16-17 Haziran günlerinde MKP’nin Tunceli Mercan Vadisinde yaptığı kongre hazırlık toplantısı basıldı. Türk ordusunun yoğun saldırısına maruz kalan 17 devrimci hunharca katledildi. Kimyasal silahların da kullanıldığı katliam öylesine barbarca işlenmişti ki, 17 devrimcinin vücutları adeta tanınmayacak haldeydi. Katliamın hemen arkasından düzenin medya güçleri olayı bir çatışma olarak verdiler. Onlara göre çatışma yaşanmış ve “teröristler” öldürülmüştü! Oysa bir çatışma olmadığı, Türk ordusunun devrimcileri bilerek, isteyerek, katletmek amacıyla ateş açtığı, üstelik kimyasal silahlar kullandığı bir gerçek. Devrimcileri katleden kapitalist düzen ve bu katliamı çarpıtarak veren burjuva medya karşısında kapitalizme karşı öfkemiz her geçen gün daha da bileniyor.
20 Haziran günü katledilen devrimcilerden Cemal çakmak ve çağdaş Can Gazi Mahallesine getirildi. 21 Haziranda ise yine iki devrimci Dursun Turgut ve Ersin Kantar Gazi Mahallesinde düzenlenen törenlerle toprağa verildiler.
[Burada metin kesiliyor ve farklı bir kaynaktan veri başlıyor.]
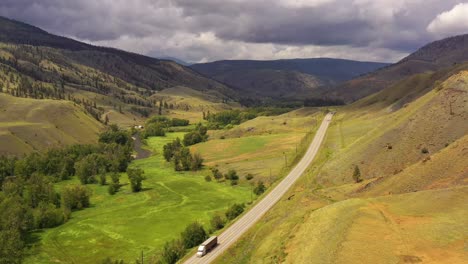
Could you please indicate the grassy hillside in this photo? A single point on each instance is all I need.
(42, 76)
(264, 147)
(28, 125)
(287, 79)
(410, 144)
(124, 225)
(384, 141)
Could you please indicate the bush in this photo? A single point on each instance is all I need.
(197, 136)
(47, 215)
(217, 222)
(136, 177)
(216, 174)
(171, 148)
(113, 189)
(231, 175)
(234, 211)
(193, 235)
(115, 135)
(179, 122)
(102, 178)
(75, 197)
(154, 130)
(357, 174)
(197, 162)
(172, 251)
(260, 188)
Cemevi önünde düzenlenen törene 5 bin kişi katıldı. Alibeyköy, Okmeydanı ve Kağıthane’den de katılanlar oldu törene. Gerek tören sırasında gerekse yürüyüş sırasında sık sık “Devrim şehitleri ölümsüzdür”, “Yaşasın devrimci dayanışma”, “17’ler ölümsüzdür”, “Katil devlet hesap verecek” vb. sloganları tüm devrimci siyasi çevreler ortak olarak attılar. Tören devam ederken polisin birçok elektrik direğine kamera yerleştirdiği tespit edildi. Polis kameralar aracılığıyla Gazi Polis Karakolundan töreni izlemekteydi. Bunun üzerine harekete geçildi ve tek tek kameralar kırılmaya başlandı; kırılamayan kameraların üzerine kırmızı bayraklar örtüldü. Devrimcilerin cenazeleri ortak sloganlar eşliğinde Cebeci Mezarlığa götürülerek sloganlar, türküler ve şiirler eşliğinde alkışlarla toprağa verildiler.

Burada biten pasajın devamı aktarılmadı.